Son visage s’éclaira d’une foi sublime.
– Non, sa femme et ses enfants ont tant prié qu’ils ont obtenu grâce pour lui devant Dieu.
– Alors il guérira?
– Oui.
– Vous entendez, messieurs, dit Balsamo, il guérira.
– Demandez-lui en combien de jours, dit Marat.
– En combien de jours?
– Oui; vous avez dit qu’il indiquerait lui-même les phases et le terme de sa convalescence.
– Je ne demande pas mieux que de l’interroger là-dessus.
– Interrogez-le donc alors.
– Et quand croyez-vous que Havard sera guéri? demanda Balsamo.
– Oh! la convalescence sera longue; attendez: un mois, six semaines, deux mois; il est entré ici il y a cinq jours, il en sortira deux mois et quinze jours après y être entré.
– Et il en sortira guéri?
– Oui.
– Mais, dit Marat, incapable de travailler et, par conséquent, de nourrir sa femme et ses enfants.
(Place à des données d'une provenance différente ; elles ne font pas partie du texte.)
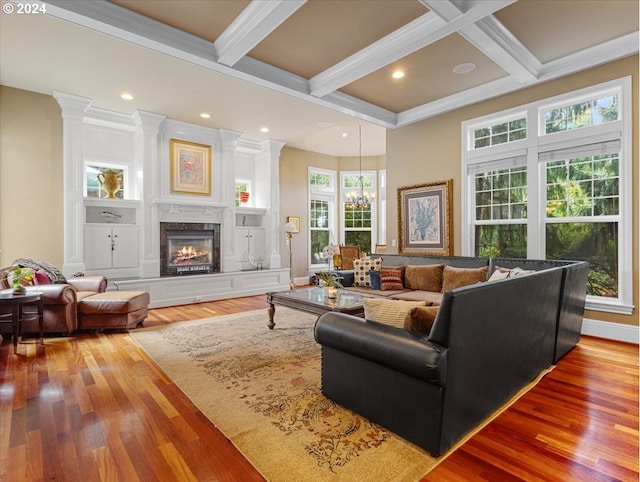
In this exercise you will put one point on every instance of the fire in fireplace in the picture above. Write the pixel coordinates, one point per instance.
(189, 248)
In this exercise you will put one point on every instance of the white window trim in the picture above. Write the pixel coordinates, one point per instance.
(537, 140)
(322, 194)
(374, 209)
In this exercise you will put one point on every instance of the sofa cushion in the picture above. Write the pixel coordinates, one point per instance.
(429, 297)
(456, 277)
(54, 274)
(389, 312)
(502, 273)
(361, 269)
(391, 279)
(424, 277)
(420, 319)
(374, 277)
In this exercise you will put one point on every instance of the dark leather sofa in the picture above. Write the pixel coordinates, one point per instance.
(488, 341)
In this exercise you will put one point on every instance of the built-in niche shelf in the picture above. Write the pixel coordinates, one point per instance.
(112, 211)
(250, 217)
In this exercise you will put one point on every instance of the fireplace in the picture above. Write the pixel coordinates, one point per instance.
(189, 248)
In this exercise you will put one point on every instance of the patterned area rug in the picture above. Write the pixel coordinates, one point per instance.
(261, 388)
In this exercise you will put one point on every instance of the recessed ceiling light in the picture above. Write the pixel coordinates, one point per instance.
(464, 68)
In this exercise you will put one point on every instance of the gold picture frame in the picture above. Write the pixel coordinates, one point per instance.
(425, 219)
(296, 222)
(190, 168)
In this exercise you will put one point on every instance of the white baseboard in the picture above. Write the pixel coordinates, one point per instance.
(612, 331)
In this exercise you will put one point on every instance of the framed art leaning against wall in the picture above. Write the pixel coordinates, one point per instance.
(425, 219)
(190, 168)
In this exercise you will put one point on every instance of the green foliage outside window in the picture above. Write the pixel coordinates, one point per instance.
(593, 242)
(319, 180)
(362, 239)
(501, 133)
(585, 114)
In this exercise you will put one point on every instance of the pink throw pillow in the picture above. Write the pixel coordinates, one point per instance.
(41, 278)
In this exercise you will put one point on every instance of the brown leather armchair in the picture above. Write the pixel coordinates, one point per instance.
(60, 305)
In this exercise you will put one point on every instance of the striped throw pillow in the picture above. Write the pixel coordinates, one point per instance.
(362, 267)
(391, 279)
(389, 312)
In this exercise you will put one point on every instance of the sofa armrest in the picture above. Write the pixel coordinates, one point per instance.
(55, 294)
(89, 283)
(393, 347)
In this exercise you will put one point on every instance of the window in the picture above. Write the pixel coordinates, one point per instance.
(359, 209)
(500, 133)
(322, 214)
(558, 188)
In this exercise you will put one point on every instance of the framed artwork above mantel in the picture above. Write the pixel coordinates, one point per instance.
(425, 219)
(190, 168)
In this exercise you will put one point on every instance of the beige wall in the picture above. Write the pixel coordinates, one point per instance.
(431, 151)
(31, 191)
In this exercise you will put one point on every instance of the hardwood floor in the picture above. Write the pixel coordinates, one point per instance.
(94, 407)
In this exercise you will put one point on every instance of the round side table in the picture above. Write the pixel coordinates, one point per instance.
(16, 303)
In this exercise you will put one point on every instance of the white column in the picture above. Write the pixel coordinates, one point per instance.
(274, 228)
(147, 166)
(73, 112)
(229, 260)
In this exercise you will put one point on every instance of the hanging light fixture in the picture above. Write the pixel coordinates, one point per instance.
(359, 199)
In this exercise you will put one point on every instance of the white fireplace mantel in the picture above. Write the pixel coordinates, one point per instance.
(140, 143)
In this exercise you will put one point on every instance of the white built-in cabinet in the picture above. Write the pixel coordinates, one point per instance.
(111, 247)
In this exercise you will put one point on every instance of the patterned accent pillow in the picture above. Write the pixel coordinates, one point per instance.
(391, 279)
(389, 312)
(25, 277)
(420, 319)
(54, 274)
(457, 277)
(376, 282)
(427, 277)
(361, 270)
(502, 273)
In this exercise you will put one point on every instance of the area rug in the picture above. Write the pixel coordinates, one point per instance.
(261, 388)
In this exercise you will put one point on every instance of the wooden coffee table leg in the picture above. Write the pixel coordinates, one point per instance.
(272, 312)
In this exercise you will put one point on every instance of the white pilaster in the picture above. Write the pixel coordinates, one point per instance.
(146, 169)
(73, 113)
(229, 260)
(274, 225)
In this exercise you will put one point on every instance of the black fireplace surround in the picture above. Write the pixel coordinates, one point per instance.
(189, 248)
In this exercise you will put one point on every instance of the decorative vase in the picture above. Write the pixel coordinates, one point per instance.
(19, 290)
(111, 181)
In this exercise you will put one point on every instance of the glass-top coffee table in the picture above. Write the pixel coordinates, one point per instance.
(315, 301)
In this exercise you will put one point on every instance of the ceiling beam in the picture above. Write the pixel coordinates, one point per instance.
(255, 22)
(493, 39)
(417, 34)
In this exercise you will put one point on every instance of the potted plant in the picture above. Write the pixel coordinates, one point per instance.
(331, 282)
(18, 275)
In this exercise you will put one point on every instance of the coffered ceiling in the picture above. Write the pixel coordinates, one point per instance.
(309, 70)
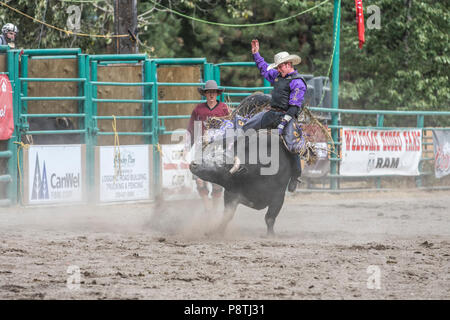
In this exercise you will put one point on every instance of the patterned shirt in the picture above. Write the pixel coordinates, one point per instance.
(298, 88)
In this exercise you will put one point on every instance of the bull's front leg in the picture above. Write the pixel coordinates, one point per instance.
(231, 201)
(273, 211)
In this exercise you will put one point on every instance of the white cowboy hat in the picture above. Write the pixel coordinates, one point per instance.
(284, 57)
(210, 85)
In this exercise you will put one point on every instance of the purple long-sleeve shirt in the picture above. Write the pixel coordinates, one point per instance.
(298, 88)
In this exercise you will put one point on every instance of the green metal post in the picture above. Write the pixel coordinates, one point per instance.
(91, 111)
(86, 108)
(23, 105)
(335, 85)
(155, 131)
(146, 107)
(81, 59)
(216, 77)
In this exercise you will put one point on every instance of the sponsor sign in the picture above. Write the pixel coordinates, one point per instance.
(127, 179)
(367, 152)
(6, 108)
(441, 142)
(177, 180)
(54, 174)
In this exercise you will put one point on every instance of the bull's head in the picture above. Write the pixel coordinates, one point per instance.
(217, 163)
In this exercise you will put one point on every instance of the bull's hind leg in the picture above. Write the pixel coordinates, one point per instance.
(231, 202)
(273, 211)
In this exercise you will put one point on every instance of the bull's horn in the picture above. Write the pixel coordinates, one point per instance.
(236, 165)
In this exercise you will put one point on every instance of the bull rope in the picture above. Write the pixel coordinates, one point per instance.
(21, 146)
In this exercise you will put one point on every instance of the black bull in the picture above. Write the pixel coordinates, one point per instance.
(245, 181)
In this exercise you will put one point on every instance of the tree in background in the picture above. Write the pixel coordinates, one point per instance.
(403, 65)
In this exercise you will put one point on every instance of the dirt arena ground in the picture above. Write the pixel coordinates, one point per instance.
(385, 245)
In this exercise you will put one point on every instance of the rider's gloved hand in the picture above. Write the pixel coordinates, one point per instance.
(284, 121)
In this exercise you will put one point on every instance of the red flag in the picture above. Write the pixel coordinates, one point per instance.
(360, 22)
(6, 114)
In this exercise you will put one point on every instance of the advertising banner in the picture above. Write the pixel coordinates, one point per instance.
(53, 174)
(127, 180)
(6, 108)
(177, 182)
(441, 142)
(367, 152)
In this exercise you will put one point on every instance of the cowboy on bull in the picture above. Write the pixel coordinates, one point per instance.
(287, 98)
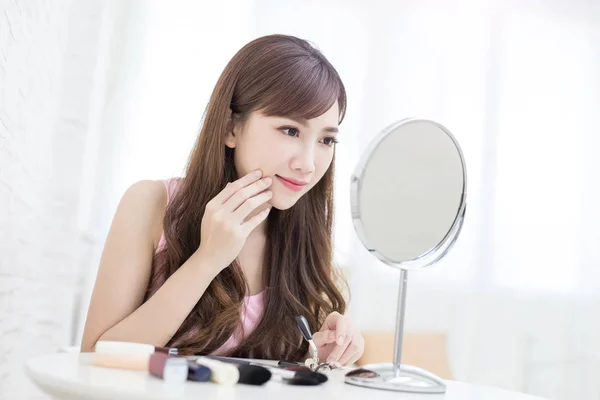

– Oh! Dieu est bon, et Dieu y pourvoira.
– Et comment Dieu y pourvoira-t-il? demanda Marat. Pendant que je suis en train d’apprendre aujourd’hui, je voudrais bien apprendre cela.
– Dieu a envoyé près de son lit un homme charitable qui l’a pris en pitié, et qui a dit tout bas: «Je veux que le pauvre Havard ne manque de rien.»
Tous les assistants se regardèrent; Balsamo sourit.
– En vérité, nous assistons à un étrange spectacle, dit le chirurgien en chef, en même temps qu’il saisissait la main du malade, auscultait sa poitrine et palpait son front; cet homme rêve.
– Vous croyez? dit Balsamo.
Et lançant au blessé un regard plein d’autorité et d’énergie:
– Éveillez-vous, Havard! lui dit-il.
Le jeune homme ouvrit les yeux avec effort et regarda avec une profonde surprise tous les assistants, devenus pour lui inoffensifs, de menaçants qu’ils étaient.
– Eh bien! dit-il douloureusement, on ne m’a donc pas encore opéré? On va donc encore me faire souffrir?
Balsamo prit vivement la parole. Il craignait l’émotion du malade. Il n’était pas besoin qu’il se hâtât.
Nul ne l’eût devancé; la surprise des assistants était trop grande.
– Mon ami, lui dit-il, tranquillisez-vous. M. le chirurgien en chef a pratiqué sur votre jambe une opération qui satisfait à toutes les exigences de votre position. Il paraît, mon pauvre garçon, que vous êtes un peu faible d’esprit, car vous vous êtes évanoui devant la première attaque.
– Oh! tant mieux, dit gaiement le Breton, je n’ai rien senti; mon sommeil a même été doux et réparateur. Quel bonheur! on ne me coupera pas la jambe.
Mais, en ce moment, le malheureux porta ses regards sur lui-même; il vit le lit plein de sang, il vit sa jambe mutilée.
Il jeta un cri et, cette fois, s’évanouit véritablement.
– Interrogez-le maintenant, dit froidement Balsamo à Marat, et vous verrez s’il répond.
Puis, entraînant le chirurgien en chef dans un coin de la chambre, tandis que les infirmiers reportaient le malheureux jeune homme dans son lit:
– Monsieur, dit Balsamo, vous avez entendu ce qu’a dit votre pauvre malade?
– Oui, monsieur, qu’il guérirait.
– Il a dit encore autre chose: il a dit que Dieu le prendrait en pitié, et lui enverrait de quoi nourrir sa femme et ses enfants.
– Eh bien?
– Eh bien, monsieur, il a dit la vérité, sur ce point comme sur l’autre; seulement, chargez-vous d’être un intermédiaire de charité entre votre malade et Dieu: voici un diamant qui vaut vingt mille livres, à peu près; quand vous verrez votre malade guéri, vous le vendrez et vous lui en remettrez l’argent; en attendant, comme l’âme, ainsi que me le disait fort judicieusement votre élève, M. Marat, comme l’âme a une grande influence sur le corps, dites bien à Havard, aussitôt que la connaissance sera revenue, dites-lui bien que son avenir et celui de ses enfants est assuré.